SEAT did not remain as a fully independent company for long. Their next business venture was to enter into a subsidiary agreement with Volkswagen. Despite discussions with Toyota, Nissan and Mitsubishi, SEAT allowed VW to produce the Passat-Santana and Polo-Derby models in their Zona Franca and Landaben plants respectively. The next few years brought about significant change for SEAT and its shareholders. In June 1986 VW became the majority shareholder by purchasing a 51% stake in the company and in December 1990 took over SEAT by gaining a 99.9% stake (Kamp 2007). The deal proved to be a success for both companies with SEAT’s profitability continuing while VW were provided a low cost method of expanding into the Spanish market. 1989 had seen SEAT continue to grow by setting up a new manufacturing plant in Martorell, near Barcelona to replace the old plant in Zona Franca. As well as this the company’s administration offices were moved from Madrid to Barcelona. Management, design, research and production were now centralised around the Martorell plant which became one of the most modern and efficient car manufacturing plants in Europe at the time. The SEAT Ibiza Mk2 and Cordoba Mk1 were the first cars to be produced in the new plant.

Performance in recent years:

So what of modern day SEAT? The company has remained a subsidiary of VW along with AUDI and Skoda. The 2010 fiscal year was a very ambiguous one for SEAT in terms of success. It is difficult for any Spanish company to be profitable at this time as Spain has been among the European countries hit hardest by the recession (Cremer, 2010). SEAT claim to have grown by 14% following a significant rise in sales and a turnover of 4,663 million euro compared with 2009’s figure of 4,101 million euro. Of their profit they re-invested 518 million euro back into the company and finished the year with profit after taxes of 104 million euro. This is quite a bit less than 2009’s figure of 187 million euro and considerably less than the 2010 after tax profit of Skoda (349 million euro) which is seen as a similar sized European car manufacturer. 2010 brought an important achievement both financially and psychologically. For the first time in 21 years SEAT became the best selling car brand in Spain. This led to an increase in production of 11% in the Martorell factory with a total of almost 340,000 vehicles coming off the production line in 2010. So all in all SEAT would appear to be in quite a strong position financially. However, this information has come from SEAT themselves and while the company is not telling blatant lies, they would have you believe that they have had a much better year than actually is the case and that they are not in any financial danger. The fact is that SEAT were the least profitable group in 2009 and 2010. Even SEAT’s CEO James Muir was forced to admit that SEAT’s latest ventures (penetrating the Chinese market and producing a new, environmentally friendly range of cars) were a last chance saloon to save the company.
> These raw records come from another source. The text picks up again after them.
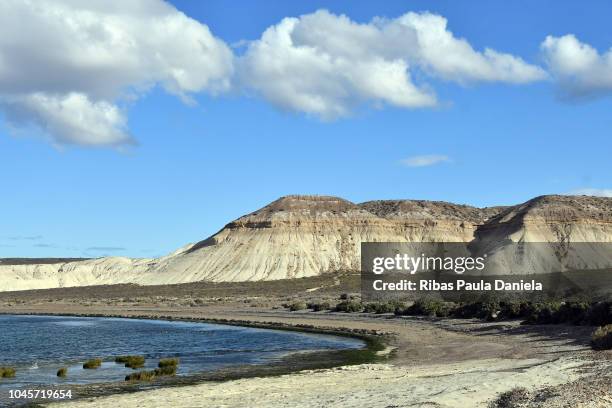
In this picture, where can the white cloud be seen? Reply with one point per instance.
(68, 67)
(599, 192)
(65, 64)
(580, 70)
(325, 64)
(425, 160)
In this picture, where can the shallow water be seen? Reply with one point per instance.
(38, 345)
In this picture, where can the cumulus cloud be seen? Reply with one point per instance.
(326, 64)
(65, 64)
(599, 192)
(69, 68)
(425, 160)
(581, 71)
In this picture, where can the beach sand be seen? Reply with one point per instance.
(444, 363)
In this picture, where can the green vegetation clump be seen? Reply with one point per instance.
(166, 371)
(7, 372)
(429, 307)
(385, 307)
(168, 362)
(514, 398)
(319, 306)
(295, 306)
(349, 306)
(92, 364)
(131, 361)
(141, 376)
(602, 338)
(599, 314)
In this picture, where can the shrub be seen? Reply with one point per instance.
(92, 364)
(141, 376)
(131, 361)
(513, 398)
(7, 372)
(572, 312)
(295, 306)
(600, 314)
(384, 307)
(168, 362)
(349, 306)
(430, 307)
(166, 371)
(602, 338)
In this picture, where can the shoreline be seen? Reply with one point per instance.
(291, 362)
(441, 363)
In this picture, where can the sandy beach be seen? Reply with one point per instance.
(443, 363)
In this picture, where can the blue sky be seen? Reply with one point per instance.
(202, 160)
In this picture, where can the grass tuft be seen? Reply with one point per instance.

Of all of VW’s units, three were unprofitable in the first quarter of 2010. The three were SEAT, Bentley and commercial vehicles and SEAT’s losses of 110 million were more than double those of the other two companies (Cremer, 2010). At that time it remained to be seen whether or not VW would keep on SEAT as a subsidiary as there was a risk that SEAT could hold VW back as it attempted to become the world’s largest car manufacturer by 2018.

The main reason for SEAT’s financial struggle around this time was the economic recession. Because most of SEAT’s sales came from Southere Europe, a region that was hit particularly hard by the economic downturn, SEAT was among the European companies most affected. As well as this Spain was among the countries most affected by the recession and car sales fell by an incredible 21% in 2009 (Cremer, 2010). As for what SEAT planned on doing about the problem Muir said it was important that the company did not rely too heavily on sales of the Ibiza model which had previously accounted for 56% of SEAT’s total car sales. Also, he stated that the company could ill afford to beso heavily dependant on the Spanish market. Since then, as mentioned, SEAT have made significant strides toward expansion into the Chinese market so they are on the right track. However this is not enough for SEAT’s management and certainly not enough for VW. The parent company wants to see SEAT double its sales figures and reach 800,000 vehicles sold per year by 2018. In order to achieve this VW want to cut costs as well as increasing utilisation in the Martorell plant. One area where SEAT will find it particularly difficult to cut costs is in employee numbers. Worker representatives hold half of the seats on VW’s advisory board and when Muir recently tried to cut 300 jobs within SEAT he was told that this was simply not an option (Cremer, 2010).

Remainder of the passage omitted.